龍禦顧不得那麼多,月如歌的反抗,引起了龍禦更深的征服欲。
男人雖然在醉意中,可拳腳功夫到底遠勝於月如歌,沒幾個來回,又將月如歌鉗製住。
就在男人靠近她時,月如歌抄起旁邊一個青花瓷花瓶,直接砸在了龍禦的頭上!
哐當!
瓷花瓶碎了,在龍禦腦門上炸開了花。
龍禦站在那兒,腦袋隱隱暈眩,頭頂上有溫熱的鮮血,緩緩滑落,落在了他的額頭、眼皮上。

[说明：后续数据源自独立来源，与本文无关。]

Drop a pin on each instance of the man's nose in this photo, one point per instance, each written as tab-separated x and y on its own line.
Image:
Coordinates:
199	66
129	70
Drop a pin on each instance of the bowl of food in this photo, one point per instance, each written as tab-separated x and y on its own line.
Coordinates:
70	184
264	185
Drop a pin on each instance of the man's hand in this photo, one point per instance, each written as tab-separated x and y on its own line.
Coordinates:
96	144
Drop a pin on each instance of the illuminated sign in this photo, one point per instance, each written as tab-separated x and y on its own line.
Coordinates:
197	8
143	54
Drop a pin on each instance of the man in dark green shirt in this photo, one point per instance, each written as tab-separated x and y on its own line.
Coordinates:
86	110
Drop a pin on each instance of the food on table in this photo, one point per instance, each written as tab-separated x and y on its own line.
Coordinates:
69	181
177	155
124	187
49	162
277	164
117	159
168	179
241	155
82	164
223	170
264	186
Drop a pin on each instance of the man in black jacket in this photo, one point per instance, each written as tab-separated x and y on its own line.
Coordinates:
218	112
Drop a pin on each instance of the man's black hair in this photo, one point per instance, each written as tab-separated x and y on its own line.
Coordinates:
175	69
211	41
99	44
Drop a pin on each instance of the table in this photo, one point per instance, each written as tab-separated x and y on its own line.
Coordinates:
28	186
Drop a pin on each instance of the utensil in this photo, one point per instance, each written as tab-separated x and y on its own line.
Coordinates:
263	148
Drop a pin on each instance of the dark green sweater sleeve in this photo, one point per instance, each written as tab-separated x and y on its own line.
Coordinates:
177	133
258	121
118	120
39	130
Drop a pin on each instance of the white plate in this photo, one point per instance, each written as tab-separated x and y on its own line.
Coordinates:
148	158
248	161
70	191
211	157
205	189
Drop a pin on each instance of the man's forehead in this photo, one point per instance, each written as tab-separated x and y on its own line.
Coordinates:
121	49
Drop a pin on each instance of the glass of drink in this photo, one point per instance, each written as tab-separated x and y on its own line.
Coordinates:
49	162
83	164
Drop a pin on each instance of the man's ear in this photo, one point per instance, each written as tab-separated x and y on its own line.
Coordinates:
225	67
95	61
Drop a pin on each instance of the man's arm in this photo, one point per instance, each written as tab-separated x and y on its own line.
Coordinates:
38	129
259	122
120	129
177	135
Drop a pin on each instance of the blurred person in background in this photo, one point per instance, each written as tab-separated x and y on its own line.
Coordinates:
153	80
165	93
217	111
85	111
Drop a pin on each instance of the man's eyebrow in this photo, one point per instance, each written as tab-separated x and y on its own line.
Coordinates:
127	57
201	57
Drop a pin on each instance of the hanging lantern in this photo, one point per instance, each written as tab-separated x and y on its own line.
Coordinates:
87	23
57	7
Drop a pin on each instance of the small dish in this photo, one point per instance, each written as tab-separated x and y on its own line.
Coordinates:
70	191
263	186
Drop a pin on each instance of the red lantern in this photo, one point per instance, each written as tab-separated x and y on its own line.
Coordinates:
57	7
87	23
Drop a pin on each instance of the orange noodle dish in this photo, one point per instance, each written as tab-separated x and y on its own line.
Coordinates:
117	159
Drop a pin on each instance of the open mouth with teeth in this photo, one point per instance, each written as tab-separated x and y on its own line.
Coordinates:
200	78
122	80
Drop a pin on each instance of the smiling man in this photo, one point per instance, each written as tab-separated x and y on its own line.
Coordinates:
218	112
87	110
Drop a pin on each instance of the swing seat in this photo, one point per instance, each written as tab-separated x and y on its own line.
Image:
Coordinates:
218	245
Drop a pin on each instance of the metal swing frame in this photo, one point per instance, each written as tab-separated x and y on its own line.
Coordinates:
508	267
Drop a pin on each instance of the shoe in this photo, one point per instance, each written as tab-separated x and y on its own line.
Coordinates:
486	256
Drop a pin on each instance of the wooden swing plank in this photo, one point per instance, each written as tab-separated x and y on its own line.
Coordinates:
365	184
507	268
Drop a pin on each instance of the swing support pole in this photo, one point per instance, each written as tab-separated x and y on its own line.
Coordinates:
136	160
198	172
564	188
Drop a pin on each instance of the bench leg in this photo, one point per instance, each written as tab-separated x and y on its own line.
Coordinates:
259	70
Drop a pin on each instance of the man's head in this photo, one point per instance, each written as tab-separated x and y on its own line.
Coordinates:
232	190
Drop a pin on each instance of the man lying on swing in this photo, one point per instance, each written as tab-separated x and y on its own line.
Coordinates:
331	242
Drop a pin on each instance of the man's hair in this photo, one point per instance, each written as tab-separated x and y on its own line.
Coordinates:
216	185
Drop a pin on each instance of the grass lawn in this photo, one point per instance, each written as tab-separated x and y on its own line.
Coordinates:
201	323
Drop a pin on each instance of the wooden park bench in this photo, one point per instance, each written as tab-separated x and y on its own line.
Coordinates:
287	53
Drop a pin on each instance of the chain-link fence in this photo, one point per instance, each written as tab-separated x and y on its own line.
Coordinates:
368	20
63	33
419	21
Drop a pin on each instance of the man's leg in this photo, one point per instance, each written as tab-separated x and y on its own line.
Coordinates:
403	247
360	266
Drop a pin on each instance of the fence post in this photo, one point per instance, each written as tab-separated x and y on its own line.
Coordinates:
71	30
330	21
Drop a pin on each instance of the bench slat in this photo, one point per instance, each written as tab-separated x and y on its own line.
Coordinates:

龍禦嘲弄的冷笑,他不敢對她真的動手,她卻因為某個男人守身如玉,連他的命都不顧。
月如歌沒有遲疑,更沒有懼怕,而是抄起了一旁的水果刀,抵在了龍禦的脖子上。
“現在,帶我出去!”
“如果我不答應呢?”
水果刀鋒利的刀刃,往龍禦脖子裡逼近了一分,鋒刃入了肉。
月如歌的聲音又冷又無情,水眸盯著他,壓低了聲音一字一句警告“那你就試試。”
“你就那麼愛寒戰?”
“我愛不愛寒戰是一碼事,可你囚禁我,是另一回事,我月如歌最討厭被人關在籠子裡!”
龍禦深吸一口氣,眼底劃過一抹暗淡,“瀟瀟,這些年,你就真的沒有想過我?”
他看向月如歌的眼神裡,真切、幽邃、深情。
月如歌不想再給他任何念頭,注定了不會有未來的兩個人,即使她曾經想過兒時的他,也沒必要再說。
果決無情的兩個字,從口中吐出“沒有。”
龍禦閉了閉眼,似是真的放棄了,“好,我放你走。”
……
月如歌壓著龍禦直接出了龍家彆墅。
夜深,外麵下著小雨,但月如歌警惕心沒有放鬆過。
經過這幾天的相處,月如歌發現龍禦這人心思城府都很深,必須防著他才行。
月如歌一手持刀抵著他的脖子,一麵回頭警惕的看了身後一眼,確定沒人跟過來。
“龍禦,給我一輛車,還有,送我到豐城機場!”
月如歌壓著龍禦直接進了車裡。
但鋒利的水果刀,從未離開過龍禦的脖子。
龍禦指了指冒著鮮血的腦袋和脖子,嘲弄道“我現在都被你搞成這副模樣了,你還要用刀抵著我的脖子威脅我?”
“除非你不狡猾。但你這種人,讓你不狡猾,簡直比登天還難。”
龍禦抿唇,“瀟瀟,你對我可真是一點情義都沒有。”
“你錯了,不是一點,我對你是半點情義也沒有。彆廢話了,給我開車!”
月如歌凶了他一聲。
龍禦沉了沉胸口的怒意,發動了汽車。
龍禦腦袋上受了傷,因為月如歌砸的夠用力,所以現在他的眼前開始出現幻影和黑影。
“你確定,要讓我這樣一直開車?我現在腦袋受了傷,一直在流血,你就算不顧忌我的傷勢,也要顧忌一下自己的小命吧!出了車禍,算誰的?”
月如歌白了他一眼,“你一個大男人,廢話怎麼這麼多,我都不怕死,坐在你這輛危險車輛的副駕駛上,你還囉嗦個什麼勁!”